Let me ask all Americans, whether they agree or disagree with what I have said today, to see this issue in the larger context of our times. President Lincoln said, we cannot escape our history. We cannot escape our future, either. And that future must be one in which every American has the chance to live up to his or her God-given capacities.

The new technology, the instant communications, the explosion of global commerce have created enormous opportunities and enormous anxieties for Americans. In the last two and a half years, we have seen seven million new jobs, more millionaires and new businesses than ever before, high corporate profits, and a booming stock market. Yet, most Americans are working harder for the same or lower pay. And they feel more insecurity about their jobs, their retirement, their health care, and their children's education.
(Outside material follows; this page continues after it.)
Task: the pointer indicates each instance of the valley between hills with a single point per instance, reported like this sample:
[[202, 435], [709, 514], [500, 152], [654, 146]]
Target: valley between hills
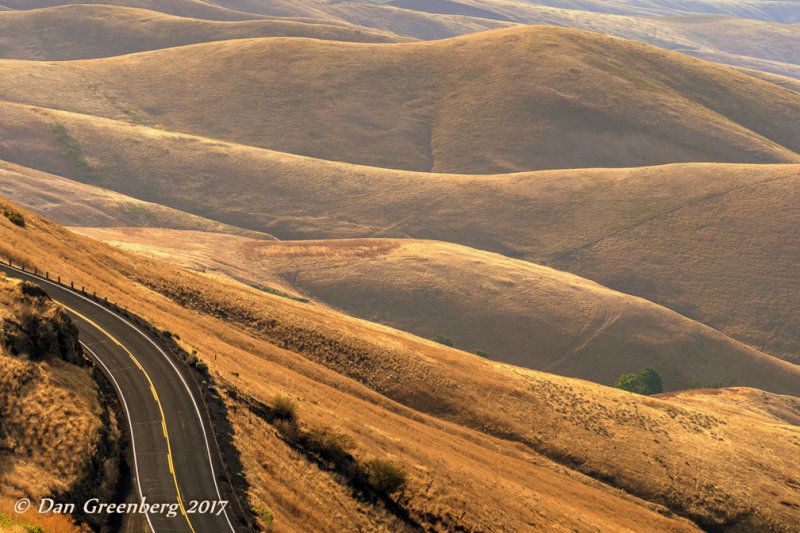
[[426, 238]]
Too many of our children are clearly exposed to poverty and welfare, violence and drugs.

These are the great challenges for our whole country on the homefront at the dawn of the 21st century. We've got to find the wisdom and the will to create family-wage jobs for all the people who want to work; to open the door of college to all Americans; to strengthen families and reduce the awful problems to which our children are exposed; to move poor Americans from welfare to work.

This is the work of our administration -- to give the people the tools they need to make the most of their own lives, to give families and communities the tools they need to solve their own problems. But let us not forget affirmative action didn't cause these problems. It won't solve them. And getting rid of affirmative action certainly won't solve them.

If properly done, affirmative action can help us come together, go forward and grow together. It is in our moral, legal and practical interest to see that every person can make the most of his life. In the fight for the future, we need all hands on deck and some of those hands still need a helping hand.

In our national community we're all different, we're all the same. We want liberty and freedom. We want the embrace of family and community. We want to make the most of our own lives and we're determined to give our children a better one. Today there are voices of division who would say forget all that. Don't you dare. Remember we're still closing the gap between our founders ideals and our reality. But every step along the way has made us richer, stronger and better. And the best is yet to come.

Thank you very much. And God bless you.